On the SINTAX data downloads page you will find a link to a version of the RDP training set with species names. If you use this database with the sintax command, you will usually get a species prediction with a bootstrap confidence. (Not always, because there are species annotations only for the 11,424 of 13,212 sequences where I found a 100% identical match to a named strain).
You should be skeptical of species predictions because it is possible, probably common, to get a high bootstrap value for an incorrect prediction. This happens with genus too, but the problem is worse for species.
If you're using short tags like V4, then it often happens that two or more species have identical tag sequences, making it impossible to identify which species you're looking at. This scenario might not be detectable from the database because the vast majority of species have not been named by taxonomists and do not appear in the RDP training set, so there could be a novel species with an identical sequence. In other words, the reference database is sparse: it has missing data --- lots of missing data.

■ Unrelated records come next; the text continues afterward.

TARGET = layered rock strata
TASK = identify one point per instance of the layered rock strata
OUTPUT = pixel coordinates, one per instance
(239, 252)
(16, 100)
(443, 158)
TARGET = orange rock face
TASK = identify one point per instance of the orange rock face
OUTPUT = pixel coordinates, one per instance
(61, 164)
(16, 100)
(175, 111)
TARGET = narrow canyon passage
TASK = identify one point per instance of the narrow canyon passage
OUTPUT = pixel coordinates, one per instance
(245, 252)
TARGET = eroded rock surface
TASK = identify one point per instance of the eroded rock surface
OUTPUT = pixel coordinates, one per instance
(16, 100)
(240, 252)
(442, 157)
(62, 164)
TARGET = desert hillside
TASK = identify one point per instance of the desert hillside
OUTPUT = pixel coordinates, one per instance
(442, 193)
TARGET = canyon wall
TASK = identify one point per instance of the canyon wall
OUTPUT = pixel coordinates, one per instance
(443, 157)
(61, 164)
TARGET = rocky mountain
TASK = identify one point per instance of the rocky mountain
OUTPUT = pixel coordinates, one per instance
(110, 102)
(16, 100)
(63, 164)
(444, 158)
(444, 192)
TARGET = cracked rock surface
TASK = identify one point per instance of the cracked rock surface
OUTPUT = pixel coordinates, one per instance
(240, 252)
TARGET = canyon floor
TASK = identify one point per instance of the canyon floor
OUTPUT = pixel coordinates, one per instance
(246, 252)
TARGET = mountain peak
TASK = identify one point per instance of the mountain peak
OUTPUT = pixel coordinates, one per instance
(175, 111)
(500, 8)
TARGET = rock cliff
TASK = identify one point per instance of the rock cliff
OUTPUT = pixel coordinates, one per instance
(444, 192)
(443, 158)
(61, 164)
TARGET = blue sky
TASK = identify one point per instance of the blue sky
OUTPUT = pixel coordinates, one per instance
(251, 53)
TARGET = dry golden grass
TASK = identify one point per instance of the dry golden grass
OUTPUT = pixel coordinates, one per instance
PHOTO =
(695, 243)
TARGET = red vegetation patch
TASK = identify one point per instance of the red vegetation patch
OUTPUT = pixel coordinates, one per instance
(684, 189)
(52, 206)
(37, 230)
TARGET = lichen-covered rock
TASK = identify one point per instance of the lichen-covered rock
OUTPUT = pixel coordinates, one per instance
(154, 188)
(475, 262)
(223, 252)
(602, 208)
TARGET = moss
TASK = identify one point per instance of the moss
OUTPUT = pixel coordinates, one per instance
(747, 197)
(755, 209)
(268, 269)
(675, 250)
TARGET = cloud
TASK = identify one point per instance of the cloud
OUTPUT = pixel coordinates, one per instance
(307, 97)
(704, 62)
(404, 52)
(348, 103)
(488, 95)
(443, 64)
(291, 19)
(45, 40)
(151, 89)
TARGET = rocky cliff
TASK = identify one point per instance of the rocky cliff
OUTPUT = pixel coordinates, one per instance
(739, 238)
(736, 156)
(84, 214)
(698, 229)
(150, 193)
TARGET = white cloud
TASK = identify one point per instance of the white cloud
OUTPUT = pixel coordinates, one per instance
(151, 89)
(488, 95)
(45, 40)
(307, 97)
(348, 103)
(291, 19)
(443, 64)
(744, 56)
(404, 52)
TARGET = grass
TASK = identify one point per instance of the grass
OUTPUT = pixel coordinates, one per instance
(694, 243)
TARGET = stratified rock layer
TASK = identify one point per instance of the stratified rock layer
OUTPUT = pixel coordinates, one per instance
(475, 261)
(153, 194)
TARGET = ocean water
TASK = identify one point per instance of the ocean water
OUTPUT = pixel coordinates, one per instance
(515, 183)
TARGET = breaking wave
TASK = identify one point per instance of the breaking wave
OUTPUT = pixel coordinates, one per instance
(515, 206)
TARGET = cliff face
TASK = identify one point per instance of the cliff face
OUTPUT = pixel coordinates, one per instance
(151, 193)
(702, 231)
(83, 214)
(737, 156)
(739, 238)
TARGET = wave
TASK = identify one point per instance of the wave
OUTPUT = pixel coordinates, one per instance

If you use a "top-hit" classifier like SINTAX or RDP with a sparse reference database, then you get a problem with
over-classification as shown in the figure below
(taken from the SINTAX paper). This is what happens:
suppose the top hit for your query sequence has 95% identity. Then it
probably belongs to a different species. Now suppose the second-best hit has
much lower identity, say 90%. The bootstrapping in SINTAX and RDP repeatedly
takes a sub-sample of words (8-mers) in the query sequence and checks the
top taxonomy when considering only the subset. If there is a big drop in
identity between the top hit and second-best hit, then you will get the same
top hit every time even if it has relatively low identity, and the result is
a high confidence for all ranks in the taxonomy. This is most obvious when
the genus is a singleton, i.e. has only one sequence in the database (call
it S). Then S is very likely to be the top hit for any species in that
genus, even under sub-sampling of the 8-mers, in which case you'll get a
spuriously high confidence that the species of your query is the same as S
if it belongs to the same genus. About half (1,157 / 2,472) of the genera in
the RDP training set v16 are singletons, so this is a significant concern.